Echoing, Moss thought. Someone would have had to travel to an IFT, would have had to find a future Marian and bring her here to terra firma. That didn’t seem likely, but it was the only way she knew.
“What does she say happened?” she asked.
“Fleece is the one who took her,” said Brock. “Elric Fleece picked her up from the Kmart. She knew him.”

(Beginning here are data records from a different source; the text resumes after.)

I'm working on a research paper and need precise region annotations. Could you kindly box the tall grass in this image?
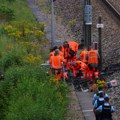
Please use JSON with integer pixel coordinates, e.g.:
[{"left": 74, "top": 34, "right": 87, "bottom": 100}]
[{"left": 0, "top": 0, "right": 68, "bottom": 120}]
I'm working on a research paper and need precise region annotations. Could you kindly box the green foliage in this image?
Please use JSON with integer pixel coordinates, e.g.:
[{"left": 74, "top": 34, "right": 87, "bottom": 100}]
[
  {"left": 0, "top": 44, "right": 25, "bottom": 70},
  {"left": 0, "top": 66, "right": 67, "bottom": 120},
  {"left": 0, "top": 5, "right": 15, "bottom": 21}
]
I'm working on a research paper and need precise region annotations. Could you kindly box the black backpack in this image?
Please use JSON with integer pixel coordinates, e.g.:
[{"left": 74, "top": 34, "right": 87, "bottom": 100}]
[
  {"left": 95, "top": 99, "right": 104, "bottom": 109},
  {"left": 101, "top": 105, "right": 112, "bottom": 120}
]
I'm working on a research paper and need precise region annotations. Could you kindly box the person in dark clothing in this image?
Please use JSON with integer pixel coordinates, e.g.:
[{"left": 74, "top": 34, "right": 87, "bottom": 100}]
[
  {"left": 96, "top": 97, "right": 115, "bottom": 120},
  {"left": 93, "top": 92, "right": 104, "bottom": 120}
]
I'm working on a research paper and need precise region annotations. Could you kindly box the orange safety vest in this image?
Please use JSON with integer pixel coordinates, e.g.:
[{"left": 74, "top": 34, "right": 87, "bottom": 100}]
[
  {"left": 68, "top": 41, "right": 78, "bottom": 52},
  {"left": 80, "top": 50, "right": 88, "bottom": 63},
  {"left": 88, "top": 49, "right": 98, "bottom": 64},
  {"left": 49, "top": 55, "right": 65, "bottom": 69},
  {"left": 81, "top": 62, "right": 88, "bottom": 71},
  {"left": 50, "top": 51, "right": 63, "bottom": 57},
  {"left": 62, "top": 48, "right": 70, "bottom": 59}
]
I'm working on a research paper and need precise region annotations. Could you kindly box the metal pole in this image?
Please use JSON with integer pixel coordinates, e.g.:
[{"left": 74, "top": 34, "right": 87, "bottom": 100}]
[
  {"left": 98, "top": 17, "right": 102, "bottom": 71},
  {"left": 51, "top": 0, "right": 55, "bottom": 48},
  {"left": 84, "top": 0, "right": 92, "bottom": 49}
]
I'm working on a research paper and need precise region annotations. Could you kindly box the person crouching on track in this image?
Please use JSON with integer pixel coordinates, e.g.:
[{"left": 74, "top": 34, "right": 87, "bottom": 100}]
[
  {"left": 62, "top": 41, "right": 78, "bottom": 69},
  {"left": 96, "top": 97, "right": 115, "bottom": 120},
  {"left": 49, "top": 49, "right": 66, "bottom": 80}
]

The name withered in Moss’s ear. Fleece, a sailor on Libra, the suicide in the mirrored room. Marian had known him, a friend of her father’s.
“Has anyone told Marian about her family?”
“She knows,” said Brock. “She’s been watching TV.”
Preston Memorial’s shift supervisor, Dr. Schroeder, was heavily made up, her hair a silver sweep. An elegant woman who spoke with a southern softness, her
heels clacking like a quick-tempo metronome.
“Cold and wet. She says she swam through a river. Extreme hypothermia when we brought her in. I’ll be honest, I wasn’t very hopeful, but she’s doing well now, all things considered. Her feet worry me. The flesh was severely damaged. The poor thing didn’t have any shoes, and it’s been cold these past few nights. She hasn’t been able to walk much without pain, though she can make it to the bathroom and back.”
Moss’s breath caught. “Will she keep her feet?”
“We’re not out of the woods,” said Dr. Schroeder. “No gangrene, though. She’s responding very well. Whatever happened to her out there—she hasn’t gone into much detail, which is common with people who’ve been through trauma. She’s very confused, I think. Hypothermia can affect memory, so you’ll have to be patient with her.”
Brock had posted sentries outside Marian’s room, someone from the hospital security staff and an FBI agent whose face Moss recognized from the other night in Buckhannon. They nodded a greeting to each other.
“She should be awake,” said Dr. Schroeder. “Her core temperature was low, so she’s been sluggish.”
“I’d like to speak with her alone,” said Moss. “Can I find you once we’ve had a chance to talk a little?”
“Yes, of course,” said Dr. Schroeder. “I’ll check back with your colleague, or I’ll be in my office. Let me know if you need anything. And, of course, there’s a call button on her bed if you need something from the nurse on duty.”